W ciągu ostatnich kilku lat MON podjął więc szereg inicjatyw, mających poprawić tę sytuację. Od 2010 roku np. jednym ze źródeł pozyskiwania wyszkolonych rezerwistów stała się służba przygotowawcza, potem został wprowadzony program edukacyjny dla uczniów klas średnich „Certyfikowane Wojskowe Klasy Mundurowe”. Od 2017 roku źródłem przeszkolonych rezerwistów są także wojska obrony terytorialnej. W tym samym roku resort uruchomił skierowany do studentów ochotniczy program szkolenia wojskowego „Legia Akademicka”. Obejmuje on szkolenie teoretyczne prowadzone w trakcie roku akademickiego w uczelniach wojskowych i cywilnych oraz wakacyjne szkolenie praktyczne w jednostkach wojskowych.
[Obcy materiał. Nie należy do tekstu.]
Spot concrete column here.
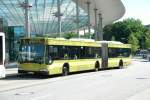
[83,28,86,35]
[94,8,98,41]
[24,0,31,37]
[87,1,91,39]
[98,13,103,41]
[56,0,62,37]
[76,0,80,38]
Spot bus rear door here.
[0,33,5,78]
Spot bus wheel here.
[95,61,100,71]
[62,64,69,76]
[119,60,123,69]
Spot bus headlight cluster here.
[40,69,48,72]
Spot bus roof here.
[21,37,131,48]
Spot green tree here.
[144,29,150,49]
[128,33,139,54]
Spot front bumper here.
[18,70,49,75]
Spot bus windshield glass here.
[19,44,45,63]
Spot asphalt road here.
[0,60,150,100]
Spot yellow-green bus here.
[18,38,131,75]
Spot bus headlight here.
[40,69,48,72]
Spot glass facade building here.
[0,0,87,35]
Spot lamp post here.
[86,1,91,39]
[94,8,98,41]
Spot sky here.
[121,0,150,25]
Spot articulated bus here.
[0,32,5,78]
[18,38,131,75]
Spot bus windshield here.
[19,44,45,63]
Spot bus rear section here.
[102,41,131,68]
[0,33,5,78]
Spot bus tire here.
[62,63,69,76]
[119,59,123,69]
[95,61,100,71]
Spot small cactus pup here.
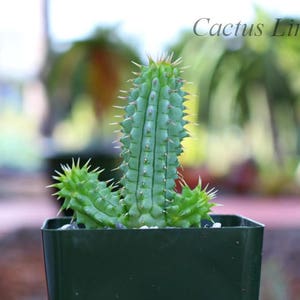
[53,55,215,228]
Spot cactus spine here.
[54,56,214,228]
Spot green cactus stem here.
[167,180,216,228]
[51,160,123,228]
[54,56,214,228]
[121,57,187,227]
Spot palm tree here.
[170,15,300,166]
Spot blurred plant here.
[172,11,300,179]
[43,28,139,148]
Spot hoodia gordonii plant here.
[53,56,215,228]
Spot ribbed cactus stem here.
[121,57,186,227]
[53,56,214,228]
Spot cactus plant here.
[54,55,215,228]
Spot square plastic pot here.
[42,215,264,300]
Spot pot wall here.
[42,215,263,300]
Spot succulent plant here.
[53,55,215,228]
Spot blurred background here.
[0,0,300,300]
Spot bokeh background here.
[0,0,300,300]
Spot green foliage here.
[54,56,214,228]
[52,160,123,228]
[167,182,215,228]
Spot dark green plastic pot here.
[42,215,264,300]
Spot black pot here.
[42,215,264,300]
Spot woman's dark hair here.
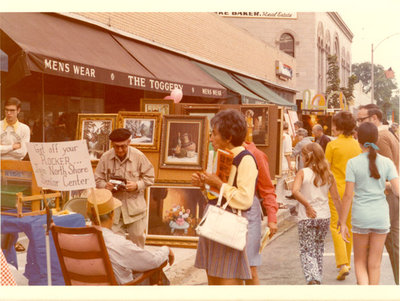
[211,109,247,146]
[357,122,381,179]
[4,97,21,109]
[332,111,356,136]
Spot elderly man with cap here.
[95,128,154,248]
[88,189,174,284]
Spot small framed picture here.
[118,111,161,151]
[76,114,118,162]
[160,115,208,170]
[140,98,174,115]
[146,184,206,248]
[240,105,269,146]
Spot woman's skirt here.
[246,196,262,267]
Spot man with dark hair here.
[312,124,331,152]
[357,104,399,285]
[88,189,174,284]
[95,128,154,248]
[0,97,31,251]
[0,97,31,160]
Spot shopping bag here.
[196,184,248,251]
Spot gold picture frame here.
[117,111,161,151]
[76,114,118,163]
[160,115,208,170]
[146,183,206,248]
[240,105,269,146]
[140,98,174,115]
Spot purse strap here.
[217,183,242,216]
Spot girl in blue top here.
[339,122,399,285]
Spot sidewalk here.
[160,201,298,285]
[17,204,298,285]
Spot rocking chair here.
[50,223,167,285]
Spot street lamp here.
[371,32,400,103]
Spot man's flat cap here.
[109,128,131,142]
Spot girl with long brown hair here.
[339,122,399,285]
[292,143,339,284]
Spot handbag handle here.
[217,183,242,216]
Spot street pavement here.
[14,204,395,286]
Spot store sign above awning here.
[34,53,226,98]
[0,13,227,98]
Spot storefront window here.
[279,33,294,57]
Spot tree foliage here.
[325,55,357,108]
[325,55,340,108]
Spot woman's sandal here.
[15,242,25,252]
[278,203,289,209]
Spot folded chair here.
[50,223,167,285]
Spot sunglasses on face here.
[357,115,371,123]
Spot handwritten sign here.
[27,140,95,191]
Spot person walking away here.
[357,104,399,285]
[191,109,258,285]
[243,140,278,285]
[95,128,154,248]
[325,111,361,280]
[312,124,331,152]
[339,122,399,285]
[292,142,340,284]
[292,128,312,171]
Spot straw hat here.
[88,188,122,215]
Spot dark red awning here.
[0,13,226,98]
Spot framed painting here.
[160,115,208,170]
[240,105,269,146]
[146,184,206,248]
[140,98,174,115]
[118,111,161,151]
[76,114,118,162]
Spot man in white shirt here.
[0,97,31,251]
[0,97,31,160]
[88,189,174,284]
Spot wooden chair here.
[50,223,167,285]
[62,198,89,220]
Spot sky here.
[338,7,400,93]
[0,0,400,92]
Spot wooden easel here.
[1,192,61,217]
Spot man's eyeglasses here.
[357,115,371,123]
[112,144,129,149]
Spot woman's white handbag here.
[196,184,248,251]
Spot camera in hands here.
[109,176,126,192]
Choć program cieszy się sporą popularnością, a ci, którzy go ukończą, stają się wyszkolonymi rezerwistami (dotychczas w czterech edycjach Legii Akademickiej wzięło udział 16 tys. studentów z całego kraju), to jednak wciąż zbyt mało, by mówić o pełnym zaspokojeniu potrzeb.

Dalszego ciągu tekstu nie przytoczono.